The Buddha was not interested in teaching the momentary cessation of suffering but finding a pathway to cut off at the root the habit of bringing ourselves to suffering. When he was a prince twenty-five centuries ago, he came to the conclusion that there is no happiness to be found in the pursuit of pleasure alone. After he renounced his worldly life and went forth, he also found that practicing austerity practices alone does not cut off the causes of suffering. When he became enlightened, he came to see the absolute truth of the conditioned process of life beyond the appearance of things.
We may not have recognised it but somewhere inside us is a longing for a sense of deep connection to what we are part of. We try to do meet this through ideas but this is not the same as being totally present. We need to turn up fully to our experience rather than get lost in thinking about it all and meditation is a process of gradually bringing to an end our sense of separation.
With more mindfulness, you can see what you are bringing to this moment from the past. When you witness this without a sense of self, you see things much for how they really are rather than what you think they are. We can bring a more objective perspective and open the door to some of the charge we are carrying.
The goal of meditation is to free ourselves from suffering of the affliction we experience in our life. To see clearly what life is, we have to polish the lens that we look through. Understanding comes from insight rather than studying or intellectual reflection. The eightfold noble path leads to liberation through insight. As soon as you see what this is, you free yourself. The liberation is in the seeing. In order to see, we have to pay wise attention
What did the Buddha say was the cause of suffering? You might think that attachment is the cause of our suffering, but attachment itself is caused by ignorance. If we saw what life truly is, we would not suffer. Our ignorance is the illusion of self. When we are absorbed in what we are doing, our sense of self fades. The arising of the sense of me in the middle of my experience is what creates the sense of separation.
You don’t know what you are going to get in life – good luck or bad luck, who knows? Sometimes life goes your way and sometimes it does not. It does not matter what you get, it matters how you meet each experience with a clear mind. Burgs goes onto to discuss karma and consciousness and asks what do you know to be true? The views we cling to are highly predictable on account of the way our mind works and our conditioning. The “wisdom of the idiot” acknowledges that we know nothing and are open to life as it is – rather than rigidly clinging to our views.
Sometimes the conditions are not present for us to be flourishing and we are either struggling or coping. The maturing of our insight ensures we can make more skilful life decisions, so that our expectations are realistic and in tune with the karmic forces that are underpinning our lives. There will be times when we are supported karmically, and times when we are challenged. If you get a sense of what is going on in the background, you can time your decisions appropriately, and act when the energy is right.
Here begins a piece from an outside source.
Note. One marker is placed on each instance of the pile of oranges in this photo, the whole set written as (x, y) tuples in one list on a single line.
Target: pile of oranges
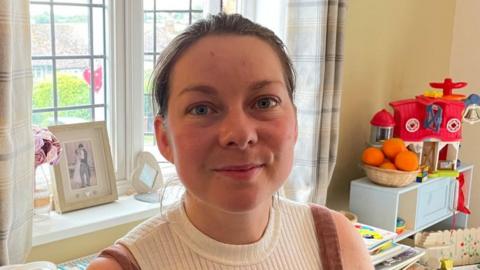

What causes disturbances in our meditation once we have established serenity and are not throwing any more pebbles into the pond of our mind? It’s our old stock of unwholesome mental states which shake our heart base. This happens because our field of perception opens and negative mental states reveal themselves which are below the threshold of our normal awareness. We know these mental states are just below the surface but usually distract ourselves from feeling them - maintaining a more limited level of consciousness.